Clara Sola is a bold, confrontational work, perhaps a bit too blunt in its symbolism, but carried through by Chinchilla Araya’s raw, enigmatic performance.
The debut feature of Costa Rican-Swedish director Nathalie Álvarez Mesén neatly lays its cards out in the opening shot. The titular Clara, a woman of middle age with dark hair and a piercing gaze, stands facing an unbridled white stallion, urging it to approach her. A wide shot reveals that it is her, and not the animal, who is fenced in, seemingly unable to cross past an invisible barrier marked off by some posts — she stretches her arm forward but cannot get close enough to touch it while the horse blithely idles away, free to come and go at will. The symbolism imbued in this moment expresses the focus of Clara Sola, a film about a woman’s struggle to liberate herself from the oft invisible bonds of patriarchal tradition. Álvarez Mesén, whose background includes a B.F.A. in Mime, has made an inspired casting selection in professional dancer Wendy Chinchilla Araya to play her lead. The film shines brightest in following these performance art instincts, capturing the instinctual physicality and gutting ferocity of Chinchilla Araya’s performance, which buoys the work against the downpour of symbolism threatening to capsize it.
Set in a small Costa Rican village, Clara Sola traces the lives of a three-person family unit, Clara, her domineering mother Fresia, and her niece Maria. While the dynamic between the three women at first appears typical, we are gradually introduced to the oddities of Clara’s stunted social development as she is infantilized by her mother who further pushes her into the role of a healer in the village, considered blessed by and in direct contact with the Virgin Mary. Further complicating the situation, we learn that Clara suffers from painful scoliosis — necessitating a surgery that Fresia refuses to allow — requiring her to wear a corset, which doubles as a metaphor for the rigid traditions which straitjacket her burgeoning sexuality. This immediate tension is externalized in Maria’s boyfriend Santiago, whose presence begins to shake up the stiff structure of Clara’s life. Meanwhile, parallels are drawn between her and Maria, whose quinceañera forms the focal point of the film’s climax, at once stressing the separate worlds between the aunt and her niece as well as highlighting how subtle variants of this repressive extreme permeate into acceptable traditions and norms.
Visually, we are treated to an array of intimate close-ups, with DP Sophie Winqvist Loggins (who filmed last year’s Cannes selection Pleasure) pulling striking beauty from the simplest shots. One of the most memorable is the simple framing of two pairs of hands belonging to Clara and Maria, rising up into the frame one-by-one, until Maria’s hands withdraw and Clara’s stay aloft, alone. In a later scene, Clara and Santiago sit inside his truck tracing raindrops rolling down the windshield in a makeshift race, the camera lingering on their faces awash with the playfulness of the moment. At other times, the poetic symbolism becomes too heavy-handed, the appearance and disappearance of the unruly horse Yuca, whose fate Clara sees as entwined with her own, is later mirrored by a green beetle she captures to keep with her, or elsewhere the murky fish tank centered in the room, more animals trapped within bounds they cannot control. Even the plants serve as metaphors, like the touch-me-nots, which close up quickly at that touch and, like Clara, “take ages to open.”

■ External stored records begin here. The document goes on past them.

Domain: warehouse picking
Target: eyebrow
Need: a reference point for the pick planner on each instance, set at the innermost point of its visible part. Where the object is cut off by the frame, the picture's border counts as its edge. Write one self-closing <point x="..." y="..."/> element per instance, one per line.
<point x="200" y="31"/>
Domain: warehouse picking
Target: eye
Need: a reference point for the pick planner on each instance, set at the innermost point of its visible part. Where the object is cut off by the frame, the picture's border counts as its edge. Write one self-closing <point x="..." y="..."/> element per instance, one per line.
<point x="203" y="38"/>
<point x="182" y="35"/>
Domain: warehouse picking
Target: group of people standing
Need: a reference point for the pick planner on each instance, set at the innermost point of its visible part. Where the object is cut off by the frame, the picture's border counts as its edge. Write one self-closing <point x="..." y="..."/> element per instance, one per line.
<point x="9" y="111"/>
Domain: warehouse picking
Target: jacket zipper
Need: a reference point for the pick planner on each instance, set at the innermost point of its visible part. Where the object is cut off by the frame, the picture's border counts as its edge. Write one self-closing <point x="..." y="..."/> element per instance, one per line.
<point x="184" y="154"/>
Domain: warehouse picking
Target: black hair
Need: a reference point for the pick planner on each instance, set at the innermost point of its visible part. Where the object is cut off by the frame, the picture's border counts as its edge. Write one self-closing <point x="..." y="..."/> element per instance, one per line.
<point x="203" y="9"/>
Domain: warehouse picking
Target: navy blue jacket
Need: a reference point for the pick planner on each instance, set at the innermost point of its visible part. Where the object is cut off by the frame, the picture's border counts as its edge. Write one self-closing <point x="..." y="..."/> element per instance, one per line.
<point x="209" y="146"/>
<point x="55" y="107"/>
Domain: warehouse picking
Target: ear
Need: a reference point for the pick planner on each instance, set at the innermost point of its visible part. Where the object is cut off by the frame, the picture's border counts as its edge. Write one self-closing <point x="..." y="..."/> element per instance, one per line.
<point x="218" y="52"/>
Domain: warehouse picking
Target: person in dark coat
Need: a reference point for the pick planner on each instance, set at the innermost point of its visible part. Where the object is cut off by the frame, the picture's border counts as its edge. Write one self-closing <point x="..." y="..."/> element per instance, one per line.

But however blunt much of the symbolism is, the film’s strength comes from the raw and enigmatic Chinchilla Araya, who captures Clara’s duality — at times meek and desperate for a semblance of human connection, and at others displaying an unfettered command of her powers. Her performance is paired alongside probing questions of religious dogma and patriarchal gender roles, and the combination calls to mind Satyajit Ray’s delicate yet forceful handling of similar subject matter in Devi, wherein the wonderful Sharmila Tagore played a similar role as a woman caught inside of an imposed sainthood. Álvarez Mesén, whose previous shorts touched on uncomfortable taboos within family dynamics, but never quite as directly as here, has elevated her craft to something bolder and more confrontational. She has a new project already in the works titled The Wolf Will Tear Your Immaculate Hands, and despite any minor Clara Sola reservations, I, for one, am paying attention.